Welcome to our blog!

At Buttermere in the Lake District, 2017           (photo: Grace Pearson)

Hello! Ever since we were married in 1998, Sara and I have had a shared love of British culture (Sara's deriving from her fascination with 19th-century literature; mine deriving from my love of history and a memorable work exchange experience in the Lake District in 1992). After honeymooning in the U.K. in 1998 and especially after a month-long holiday in 2004, we've tried to get across the pond as much as budgets and work schedules have allowed. 

And it was in 2004 that we discovered the enjoyable pastime of doing walking holidays in England given the generous rights-of-way laws there, where as long as you are responsible, you can walk on established rights-of-way over private land. For all the splendour and adventure to be found hiking the wilds of Canada and the U.S., other than a very few select trails such as the Appalachian Trail or the Pacific Crest Trail—much too adventurous for us!—walking on private land here in North America is next to impossible. By contrast, in the U.K. and especially in England, there is a thriving walking culture, which means that there are nearly endless walking routes available to be followed (or self-constructed) using long-established rights-of-way over private land, country lanes, railway paths, and other tracks through the beautiful countryside. And depending on your route, there's nearly always a pub in the village at the end of the day—and no grizzly bears!

On that holiday in 2004 we did several multi-day stretches of point to point walking carrying small backpacks and staying in bed and breakfasts—and loved it! In 2008 we were much more adventurous and followed a week's warmup in the Cotswolds with a 20-day, 200-mile (320 km) walk across northern England generally following Alfred Wainwright's "Coast to Coast" walk (or "C2C"). It was a terrific walk and we'd highly recommend it.

As the years passed and we became (slightly) more technologically advanced, Sara had the idea of blogging our walks, beginning with our "Pilgrimage of Thanksgiving" in 2013 to celebrate a successful kidney transplant given to me by my sister Susan in 2011. We walked around 450 miles (725 km) in 40 days across the south of England from Devon to Dover (hence the "D2D")—with Susan walking for a week with us in the middle—taking rest days in cathedral cities and literally singing our way across the land in village churches and, most memorably, Canterbury Cathedral, where we were welcomed as pilgrims: something we'll never forget!
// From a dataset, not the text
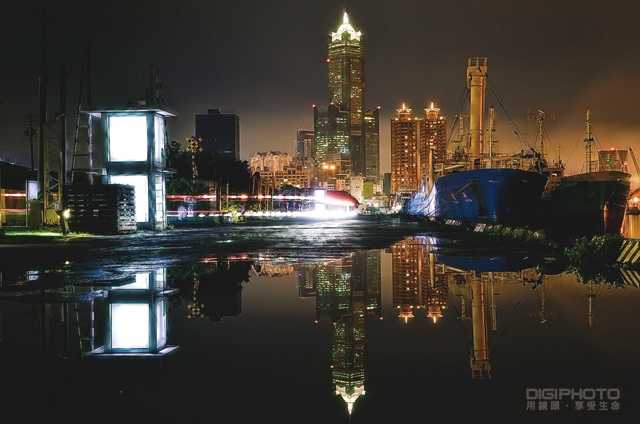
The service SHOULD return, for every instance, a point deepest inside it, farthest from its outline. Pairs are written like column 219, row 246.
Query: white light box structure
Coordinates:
column 134, row 149
column 136, row 318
You can find Sara's blog of that 2013 walk (with comments from me in blue) by using the navigation on the right-hand side of the screen to get to her very first post in May, 2013.

After taking shorter holidays to England with Sara's dad in 2015, with my mom in 2017, and then enjoying a lovely 20th anniversary holiday in East Anglia and the Peak District in 2018, more recently we have planned a new, meandering and, because of its length, multi-part walk from Barnstaple in Devon to Robin Hood's Bay in North Yorkshire (the "B2B"; and yes, we have a thing about alphabetic acronyms!).

The B2B Part One was in 2019 (a walk of around 200 miles in 26 days from Barnstaple to Stroud, Gloucester), and it will take us at least three or four more legs to get to Robin Hood's Bay. You can read Sara's account of our 2019 walk—which had a few small challenges including a first for us on all our trips: many days of rain!—by using the right-hand navigation to go to her first post in May, 2019. 

We were to do the second, 36-day leg from Stroud to Church Stretton, Shropshire in May-June 2020, but that was postponed due to the coronavirus pandemic. The forced years off have made us very much look forward to hitting the trail again in 2023, which we have now done! See Sara's blog of our B2B Part Two just a ways below this post (though you'll have to skip down to her initial post on May 5th, 2023 and then read "backwards," i.e., upwards, of course).

The seals at St Margaret's Bay, Kent, in 2013
Oh, and our blog title "Walking with Seals"? It's all the fault of our friend Jennifer, who in 1999 told us of friends of hers who took their stuffed "Piglet" on vacations and had photos taken with him in famous locations. Since then, we haven't traveled without Lucille and Anastasia, our North-Pacific Otter-Seals! Over these many years they have gotten more and more "real" in the Velveteen Rabbit sense, but they are always excited to ride in our rucksacks as we walk!